Proof: If \(\cT\) isn’t complete, then there’s some \(\phi\) such that \(\cT\) proves neither \(\phi\) nor \(\lnot \phi\). By the completeness theorem, this means there’s a model \(M\) of \(\cT\) in which \(\phi\) is true, and a model \(M'\) of \(\cT\) in which \(\lnot \phi\) is true.

Since all models of \(\cT\) are infinite, both \(M\) and \(M'\) are infinite. This means that \(M\) is an infinite model of \(\cT \cup \{ \phi \}\), thus we can apply Löwenheim–Skolem to get a model \(N\) of \(\cT \cup \{ \phi \}\) which has size \(\kappa\).
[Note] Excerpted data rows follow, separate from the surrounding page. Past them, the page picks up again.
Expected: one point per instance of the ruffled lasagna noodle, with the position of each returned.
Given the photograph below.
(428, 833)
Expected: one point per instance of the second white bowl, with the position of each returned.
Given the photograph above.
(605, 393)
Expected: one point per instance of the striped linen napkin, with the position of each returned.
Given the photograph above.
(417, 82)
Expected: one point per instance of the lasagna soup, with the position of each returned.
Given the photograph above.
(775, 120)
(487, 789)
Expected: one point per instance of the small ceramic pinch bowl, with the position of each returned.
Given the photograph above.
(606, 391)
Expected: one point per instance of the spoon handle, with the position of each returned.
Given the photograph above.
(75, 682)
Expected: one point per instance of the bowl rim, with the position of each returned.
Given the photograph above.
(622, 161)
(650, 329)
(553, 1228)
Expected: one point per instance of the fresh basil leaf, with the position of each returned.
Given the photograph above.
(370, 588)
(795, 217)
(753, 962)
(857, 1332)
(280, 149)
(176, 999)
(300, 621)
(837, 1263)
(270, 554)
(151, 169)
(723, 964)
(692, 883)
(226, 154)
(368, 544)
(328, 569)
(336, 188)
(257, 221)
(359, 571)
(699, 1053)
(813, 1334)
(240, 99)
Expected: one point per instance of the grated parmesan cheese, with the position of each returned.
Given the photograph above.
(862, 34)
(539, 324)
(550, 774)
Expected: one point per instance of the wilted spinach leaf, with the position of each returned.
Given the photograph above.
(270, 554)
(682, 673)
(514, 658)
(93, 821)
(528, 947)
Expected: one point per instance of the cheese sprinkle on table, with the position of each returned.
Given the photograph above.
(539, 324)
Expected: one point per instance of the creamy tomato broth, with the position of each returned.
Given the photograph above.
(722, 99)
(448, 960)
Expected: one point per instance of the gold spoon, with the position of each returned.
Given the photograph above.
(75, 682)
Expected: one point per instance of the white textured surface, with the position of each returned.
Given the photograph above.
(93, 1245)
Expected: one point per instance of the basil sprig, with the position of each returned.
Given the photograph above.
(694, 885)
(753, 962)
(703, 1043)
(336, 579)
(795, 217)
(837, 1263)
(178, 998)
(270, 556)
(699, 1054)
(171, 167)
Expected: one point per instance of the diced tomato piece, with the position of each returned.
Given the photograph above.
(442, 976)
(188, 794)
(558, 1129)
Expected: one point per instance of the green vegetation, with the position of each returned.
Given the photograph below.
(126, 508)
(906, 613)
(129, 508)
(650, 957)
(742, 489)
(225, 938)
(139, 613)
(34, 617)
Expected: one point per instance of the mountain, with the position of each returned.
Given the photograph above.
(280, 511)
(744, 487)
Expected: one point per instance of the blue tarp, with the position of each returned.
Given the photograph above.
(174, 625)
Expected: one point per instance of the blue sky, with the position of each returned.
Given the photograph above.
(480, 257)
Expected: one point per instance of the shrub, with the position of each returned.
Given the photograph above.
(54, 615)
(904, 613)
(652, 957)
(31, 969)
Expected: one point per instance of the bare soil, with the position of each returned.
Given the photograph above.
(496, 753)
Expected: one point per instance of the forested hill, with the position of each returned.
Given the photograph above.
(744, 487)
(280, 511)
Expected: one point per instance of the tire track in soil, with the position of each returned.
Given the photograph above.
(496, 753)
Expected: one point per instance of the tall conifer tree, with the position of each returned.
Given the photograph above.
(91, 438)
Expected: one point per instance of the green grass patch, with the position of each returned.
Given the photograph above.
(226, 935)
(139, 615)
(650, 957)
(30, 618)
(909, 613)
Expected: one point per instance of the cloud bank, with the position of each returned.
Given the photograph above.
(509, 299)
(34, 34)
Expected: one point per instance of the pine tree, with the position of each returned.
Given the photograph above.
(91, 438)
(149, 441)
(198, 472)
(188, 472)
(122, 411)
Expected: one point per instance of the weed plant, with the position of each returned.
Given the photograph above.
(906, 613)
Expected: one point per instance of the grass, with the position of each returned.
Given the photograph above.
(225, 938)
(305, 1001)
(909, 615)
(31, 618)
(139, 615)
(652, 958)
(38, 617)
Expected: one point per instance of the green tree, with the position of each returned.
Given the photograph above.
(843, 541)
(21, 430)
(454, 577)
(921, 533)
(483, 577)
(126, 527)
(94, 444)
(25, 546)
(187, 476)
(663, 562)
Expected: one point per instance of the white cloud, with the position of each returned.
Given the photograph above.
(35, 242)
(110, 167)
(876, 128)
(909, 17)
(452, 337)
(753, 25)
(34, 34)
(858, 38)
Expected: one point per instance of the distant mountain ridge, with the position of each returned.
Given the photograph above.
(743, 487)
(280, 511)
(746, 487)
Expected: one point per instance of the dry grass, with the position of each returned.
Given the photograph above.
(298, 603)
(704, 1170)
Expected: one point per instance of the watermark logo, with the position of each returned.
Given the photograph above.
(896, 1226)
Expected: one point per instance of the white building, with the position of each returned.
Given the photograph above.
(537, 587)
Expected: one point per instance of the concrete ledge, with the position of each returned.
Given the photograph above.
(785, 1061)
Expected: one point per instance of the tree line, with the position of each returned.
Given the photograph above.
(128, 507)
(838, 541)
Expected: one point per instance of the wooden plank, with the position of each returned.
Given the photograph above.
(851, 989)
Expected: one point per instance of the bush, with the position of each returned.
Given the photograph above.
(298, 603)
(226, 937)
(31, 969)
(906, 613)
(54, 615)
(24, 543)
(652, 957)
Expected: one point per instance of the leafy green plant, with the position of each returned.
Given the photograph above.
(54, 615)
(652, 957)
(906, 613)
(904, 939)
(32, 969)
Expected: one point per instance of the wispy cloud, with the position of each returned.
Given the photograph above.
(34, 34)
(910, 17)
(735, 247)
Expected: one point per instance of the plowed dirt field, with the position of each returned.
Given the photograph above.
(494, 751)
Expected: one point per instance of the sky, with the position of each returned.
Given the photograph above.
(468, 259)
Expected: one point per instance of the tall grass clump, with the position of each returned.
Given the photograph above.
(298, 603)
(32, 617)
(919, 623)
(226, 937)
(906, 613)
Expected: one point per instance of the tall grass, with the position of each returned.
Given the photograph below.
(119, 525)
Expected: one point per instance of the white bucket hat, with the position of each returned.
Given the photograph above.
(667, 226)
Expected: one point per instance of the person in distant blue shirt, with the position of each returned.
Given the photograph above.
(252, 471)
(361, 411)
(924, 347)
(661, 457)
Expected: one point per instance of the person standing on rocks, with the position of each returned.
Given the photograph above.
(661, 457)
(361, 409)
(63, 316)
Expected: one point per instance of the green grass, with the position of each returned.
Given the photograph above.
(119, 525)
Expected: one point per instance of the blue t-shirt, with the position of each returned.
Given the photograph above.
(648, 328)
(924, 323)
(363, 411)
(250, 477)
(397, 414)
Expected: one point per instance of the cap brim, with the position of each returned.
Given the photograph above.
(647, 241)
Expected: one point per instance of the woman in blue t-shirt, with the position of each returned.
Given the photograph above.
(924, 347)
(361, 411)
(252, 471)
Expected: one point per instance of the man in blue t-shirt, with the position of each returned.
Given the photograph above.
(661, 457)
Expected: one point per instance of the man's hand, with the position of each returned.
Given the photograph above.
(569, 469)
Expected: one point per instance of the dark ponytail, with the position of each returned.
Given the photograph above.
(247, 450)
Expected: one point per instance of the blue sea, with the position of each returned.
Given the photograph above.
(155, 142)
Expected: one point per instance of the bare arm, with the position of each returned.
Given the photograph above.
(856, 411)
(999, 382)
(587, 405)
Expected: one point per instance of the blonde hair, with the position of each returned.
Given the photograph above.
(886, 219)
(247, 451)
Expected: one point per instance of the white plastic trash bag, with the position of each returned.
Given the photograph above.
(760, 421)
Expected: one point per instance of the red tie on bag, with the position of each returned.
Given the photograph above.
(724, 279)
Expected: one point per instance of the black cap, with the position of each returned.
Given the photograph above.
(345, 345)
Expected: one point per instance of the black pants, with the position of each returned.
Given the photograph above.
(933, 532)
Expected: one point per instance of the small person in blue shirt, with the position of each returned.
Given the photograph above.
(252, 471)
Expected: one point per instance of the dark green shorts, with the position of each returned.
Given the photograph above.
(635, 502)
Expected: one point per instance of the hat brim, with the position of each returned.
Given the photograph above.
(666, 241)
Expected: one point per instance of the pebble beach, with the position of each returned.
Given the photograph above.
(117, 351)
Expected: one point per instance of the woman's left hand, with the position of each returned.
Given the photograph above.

Likewise, we use \(M'\) to get a model \(N'\) of \(\cT \cup \{ \lnot \phi \}\) which has size \(\kappa\). But because \(\cT\) is \(\kappa\)-categorical and both \(N\) and \(N'\) are models of \(\cT\), they must be isomorphic. But because \(\phi\) is true in \(N\) and false in \(N'\), this is a contradiction.

We’d like to apply the Łoś–Vaught test to \(\ACF_p\) and \(\ACF_0\). Since all algebraically closed fields are infinite, it suffices to show that these theories are \(\kappa\)-categoral for some \(\kappa\).

Proof: Let \(\kappa\) be an uncountable cardinal and \(K\) be an algebraically closed field of size \(\kappa\). Let \(B\) be a transcendence basis of \(K\) over its prime subfield \(k\) (\(\FF_p\) or \(\QQ\)). A cardinality argument shows that \(\|B\| = \kappa\) (this is where the uncountability of \(\kappa\) is used; for example, \(\overline{\QQ}(t_1, \ldots, t_n)\) has transcendence degree \(n\), but cardinality \(\aleph_0\)). So, if \(K'\) is another algebraically closed field, with the same cardinality and characteristic, and we pick a transcendence basis \(B'\), it will also have cardinality \(\kappa\). The bijection between \(B\) and \(B'\) induces an isomorphism between \(k(B)\) and \(k(B')\). But since \(K\) and \(K'\) are algebraically closed, and algebraic over \(k(B) \cong k(B')\), they are algebraic closures of the same field, and are thus isomorphic!

This proves that \(\ACF_p\) and \(\ACF_0\) are \(\kappa\)-categorical for uncountable cardinals \(\kappa\). In particular, they’re \(\kappa\)-categorical for at least one infinite cardinal, and so via the Łoś–Vaught test, we conclude they are complete.